La petite chauve-souris brune est l'une des espèces en danger que les biologistes et les trappeurs cris essayent de sauver.

Photo : Associated Press / Peter Thomson

Radio-Canada

Aidés de biologistes, des Cris experts en piégeage de la région de la Baie-James tentent de sauver deux espèces de chauves-souris en voie de disparition : la petite chauve-souris brune et la chauve-souris nordique. Ils aident à déterminer des zones où les chiroptères peuvent trouver refuge.

Les maîtres cris de la trappe travaillent avec l’organisme sans but lucratif FaunENord pour protéger l'habitat des chauves-souris du nord de la province, dans la réserve faunique de Nibiischii.

« Ils connaissent leur territoire de chasse mieux que quiconque », affirme Willie J. Loon, représentant à Mistissini de l’Association des trappeurs cris (CTA). « Ils peuvent montrer aux [biologistes] les endroits où ils ont vu des chauves-souris, dans les bois, près des lacs et des prairies. »

L’été dernier, des trappeurs de Mistissini, d’Oujé-Bougoumou et de Nemaska ont donné leurs conseils aux biologistes pour déterminer les zones qui seraient idéales pour les chiroptères.

Ciblées de toutes parts

Audrey Lauzon, biologiste à FaunENord, déplore les nombreuses menaces qui pèsent sur les chauves-souris. Étouffées par l’exploitation forestière dans la région, elles voient les lieux où elles peuvent trouver refuge se réduire à peau de chagrin.

Mais ce n'est pas le seul danger qui les guette.

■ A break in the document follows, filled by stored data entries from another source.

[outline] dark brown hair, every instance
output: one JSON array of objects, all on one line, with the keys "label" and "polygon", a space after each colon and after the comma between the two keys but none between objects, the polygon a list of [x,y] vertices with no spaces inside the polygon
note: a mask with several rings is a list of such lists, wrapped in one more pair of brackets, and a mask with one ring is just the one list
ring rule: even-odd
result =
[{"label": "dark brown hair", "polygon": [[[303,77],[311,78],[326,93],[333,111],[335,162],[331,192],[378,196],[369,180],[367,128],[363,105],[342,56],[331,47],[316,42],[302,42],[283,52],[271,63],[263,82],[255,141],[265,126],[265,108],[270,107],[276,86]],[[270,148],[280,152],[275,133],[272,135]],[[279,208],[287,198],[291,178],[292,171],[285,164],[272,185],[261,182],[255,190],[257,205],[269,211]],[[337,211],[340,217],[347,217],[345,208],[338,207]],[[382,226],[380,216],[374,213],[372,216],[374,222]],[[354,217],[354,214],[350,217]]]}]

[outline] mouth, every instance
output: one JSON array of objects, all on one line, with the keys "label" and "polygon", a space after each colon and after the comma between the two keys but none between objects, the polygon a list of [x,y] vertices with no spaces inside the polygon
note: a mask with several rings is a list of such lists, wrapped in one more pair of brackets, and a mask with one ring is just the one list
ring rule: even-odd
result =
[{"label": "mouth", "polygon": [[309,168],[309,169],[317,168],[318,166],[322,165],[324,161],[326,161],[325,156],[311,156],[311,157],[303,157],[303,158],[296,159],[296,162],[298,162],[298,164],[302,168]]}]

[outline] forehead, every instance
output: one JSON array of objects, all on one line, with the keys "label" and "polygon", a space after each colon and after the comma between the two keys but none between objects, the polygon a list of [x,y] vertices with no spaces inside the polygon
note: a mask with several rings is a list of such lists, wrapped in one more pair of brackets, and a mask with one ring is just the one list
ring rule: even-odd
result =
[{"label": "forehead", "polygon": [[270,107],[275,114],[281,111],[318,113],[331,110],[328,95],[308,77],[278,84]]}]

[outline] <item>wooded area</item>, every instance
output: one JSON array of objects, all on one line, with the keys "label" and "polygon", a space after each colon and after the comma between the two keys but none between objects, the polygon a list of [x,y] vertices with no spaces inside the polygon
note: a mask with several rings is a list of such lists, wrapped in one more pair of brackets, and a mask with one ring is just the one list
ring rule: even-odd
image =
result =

Elles doivent aussi faire face au syndrome du nez blanc, une maladie fongique qui décime les populations.

Un atout contre le réchauffement

De dos, deux personnes tiennent un détecteur devant une forêt de conifères.

Pour trouver et protéger les chauves-souris, l'organisme FaunENord dispose de détecteurs d'ultrasons.

Photo : FaunENord

Fragiles, les chauves-souris sont pourtant un atout clé dans la lutte contre les changements climatiques. Elles protègent les forêts, car leurs repas se composent souvent d’espèces envahissantes d’insectes, qui raffolent des arbres du Nord.

Selon Audrey Lauzon, la collaboration avec les maîtres cris de la trappe a été très importante pour déterminer les parties d'un vaste territoire qui pourraient constituer un lieu de repos pour les chauves-souris : des arbres centenaires, des cabanes abandonnées et des falaises, par exemple.

La première phase du projet a consisté à installer des détecteurs à ultrasons pendant quelques jours dans les zones identifiées par les trappeurs dans l’espoir de capter le bruit des chauves-souris qui tentent de localiser leur proie. La deuxième phase consistera à étudier l'activité des chauves-souris en hiver.

Selon Willie J. Loon, les informations recueillies pourront être d’un grand soutien à la nation crie à l’avenir pour éviter de nuire aux chauves-souris qui vivent encore dans la région.